It’s starting to become a regular thing, every Tuesday morning at nine o’clock we meet in a new coffee shop somewhere in Portland. We both come from ‘outside Portland. Only she is from another state and I am from another continent. Still, we immediately clicked and I look forward to our weekly tea time.
If I’m confused about something in this country or am looking for something, she is immediately ready to help me or advice. I get so much support from my new friend because she understands what it’s like to have to start all over again somewhere else. Because I also have to learn how the business world works here, she introduced me to her brother, a successful content writer in Phoenix. What are the odds, right?
In a Zoom meeting with him, it quickly became clear to me that I have to let go of my introverted character. The Dutch ‘just act normal, then you’re acting crazy enough’ is not going to happen here either. No, here I have to learn to sell myself, create an outgoing character, and learn to put myself in the spotlight. Hi folks, here I am and I’m awesome!

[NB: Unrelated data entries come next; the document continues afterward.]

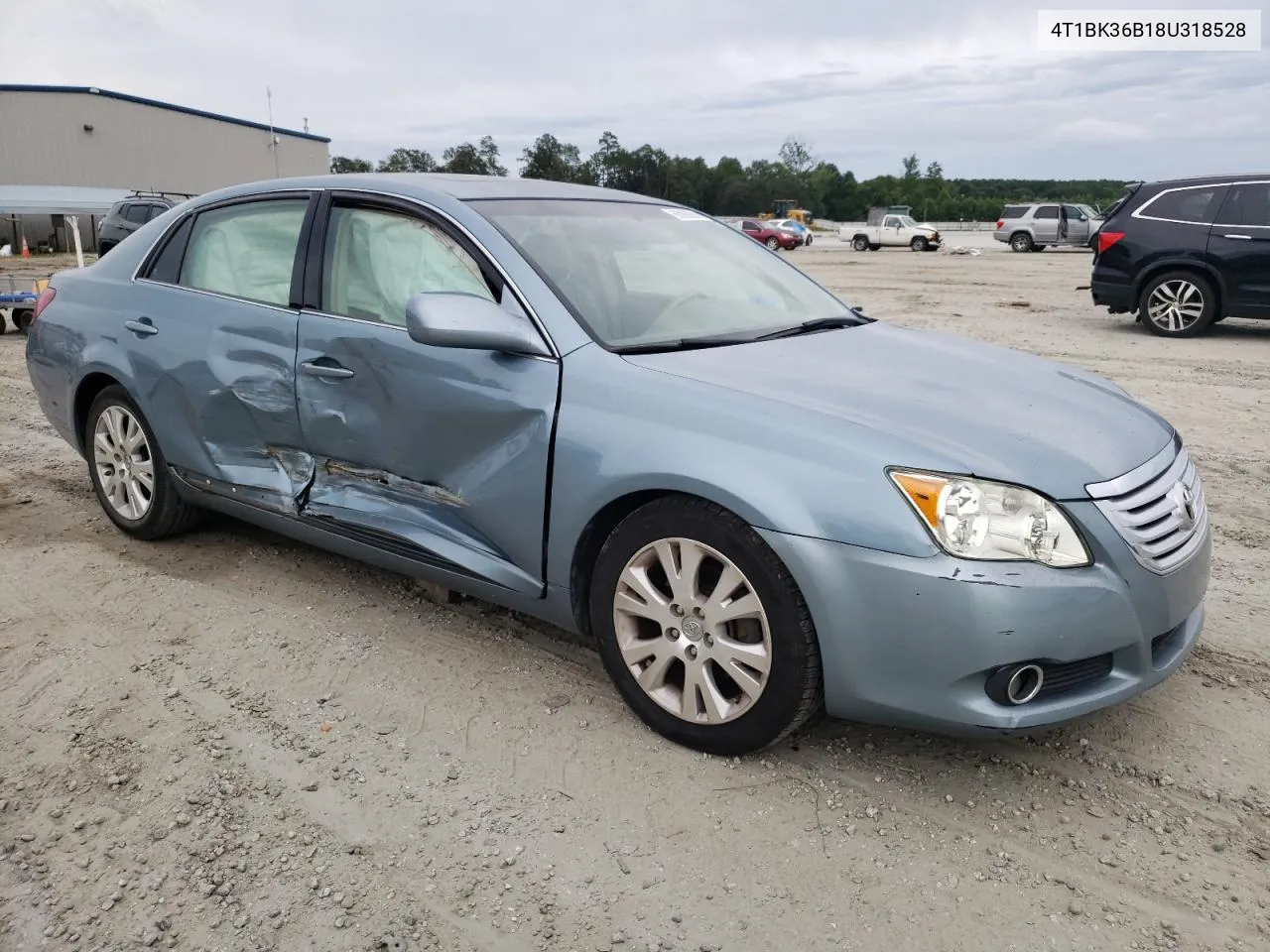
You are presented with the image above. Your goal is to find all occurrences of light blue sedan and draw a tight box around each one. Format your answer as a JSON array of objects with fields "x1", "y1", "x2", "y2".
[{"x1": 27, "y1": 176, "x2": 1210, "y2": 754}]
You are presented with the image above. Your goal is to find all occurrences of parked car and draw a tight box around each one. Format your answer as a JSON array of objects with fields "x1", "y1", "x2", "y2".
[
  {"x1": 767, "y1": 218, "x2": 813, "y2": 245},
  {"x1": 838, "y1": 214, "x2": 944, "y2": 251},
  {"x1": 992, "y1": 202, "x2": 1102, "y2": 251},
  {"x1": 1089, "y1": 176, "x2": 1270, "y2": 337},
  {"x1": 27, "y1": 176, "x2": 1210, "y2": 756},
  {"x1": 736, "y1": 218, "x2": 803, "y2": 251},
  {"x1": 96, "y1": 191, "x2": 191, "y2": 257}
]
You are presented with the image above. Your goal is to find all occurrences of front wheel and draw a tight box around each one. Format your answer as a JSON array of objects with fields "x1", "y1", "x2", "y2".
[
  {"x1": 83, "y1": 385, "x2": 202, "y2": 539},
  {"x1": 1138, "y1": 272, "x2": 1216, "y2": 337},
  {"x1": 589, "y1": 496, "x2": 821, "y2": 757}
]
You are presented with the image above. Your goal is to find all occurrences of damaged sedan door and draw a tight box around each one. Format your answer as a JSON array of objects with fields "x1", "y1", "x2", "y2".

I had to process all this information because this means I have to go against my character. I remember so well how I had to do the same when I started my company in the Netherlands almost 20 years ago. I was constantly running into my boundaries, breaking through them, and growing, as a person and in my company. Do I want to do this again but in the pro version?
I discuss my thoughts with my friend. She nods and understands what I mean. She struggles with the same challenges in her work. On the other hand, we both know that in this country there is no room for introverts and quiet insecure grey mice. “Go big or go home.” I don’t want to go home so the outcome is obvious: it’s time to get big.
When we say goodbye after two hours of chatting, my thoughts are all over the place. One thing is a fact, giving up is something I’ve never done, I don’t even know how, if someone asks me to give up so GO BIG it will be!